Staffing decisions should prioritize connections and stability
In April, without any public discussion, the CH-UH Board of Education (BOE) decided to privatize the before- and after-school programs. The primary reason was economic.
Before- and after-school care is not seen as the school district’s main mission. One could make the case that as long as families have access to before- and after-school care for their children, the district should not have to shoulder the burden of organizing, supervising, staffing and recruiting for the programs at each of our elementary schools.
I believe that discussion with the public prior to the board taking action could have helped determine if there could have been a better solution or confirm that the proposal was best.
Important considerations would include how this decision impacts our staff, our community and our students. Many of these points came up in the public comments part of the May 2 BOE meeting. The staff members who work at our schools before and after the school day have odd schedules. Many start as early as 6:30 a.m. greeting children, and work until the school day starts. At dismissal, many of the same people work until 5:30 or 6 p.m. These district employees are also often hired to work during lunch as aids or in other part-time positions, giving them enough hours to access healthcare benefits.
The company that will now run our before- and after-school programs does not offer benefits because all of its employees will be part time. It claims to pay a higher hourly rate than our staff members currently earn, but there is no guarantee that the company will hire the people who currently run the programs, though staff members were told that they could apply to keep their positions.
If current staff members need healthcare coverage, they will probably not work for the new company. Working for two or three hours per day during lunch will not suffice. It is hard to know who will want to work the lunchrooms or some of the district’s other part-time positions, as healthcare coverage is a big draw to these jobs. Low-paying part-time jobs, no healthcare coverage, and oddball hours will probably not attract many candidates who will provide stability and connections to the community and to families—aspects of the job we should be prioritizing over savings.
Some of the affected staff have worked in the same position for years. They know our families and our students, and many live in the community. Destabilizing these people hurts students and staff members in ways we can only guess.

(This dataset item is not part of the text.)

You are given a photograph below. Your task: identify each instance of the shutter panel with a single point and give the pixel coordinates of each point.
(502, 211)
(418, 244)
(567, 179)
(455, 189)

School security, in contrast, is an area that the BOE is not privatizing, but may end up laying off staff. This move could leave three elementary school buildings with no security monitor, and the middle schools and high school short on security staff.
It may not be in the job description, but security monitors serve as positive models for students, and help provide consistency and routine. Security staff listens and creates relationships, sometimes with kids who do not connect with teachers. Often our security staff is aware of problems bubbling up from over the weekend or from a game the night before. They know which kids to watch out for, and they pay attention to changes in attitude and behavior, often counseling on an informal level or referring students to someone who can help before an issue escalates into a crisis.
In mid-May, district leadership will decide how many security positions to cut. Cutting five of 24 security positions is a drastic change, but district leadership feels differently. I am certain that those in charge do not fully understand nor appreciate the role these staff members play in heading off problems and helping students.
The collective bargaining agreement for security monitors, who are represented by the teachers union, does not allow subcontracting without negotiations. The district cannot just fire all the monitors and hire a company to come in and take over security, although it can cut up to 40 percent per year.
Unfortunately, before- and after-school workers do not have the same subcontracting protection in their contract.
Ari Klein is a lifelong community member, math teacher at Cleveland Heights High School, and president of the Cleveland Heights Teachers Union.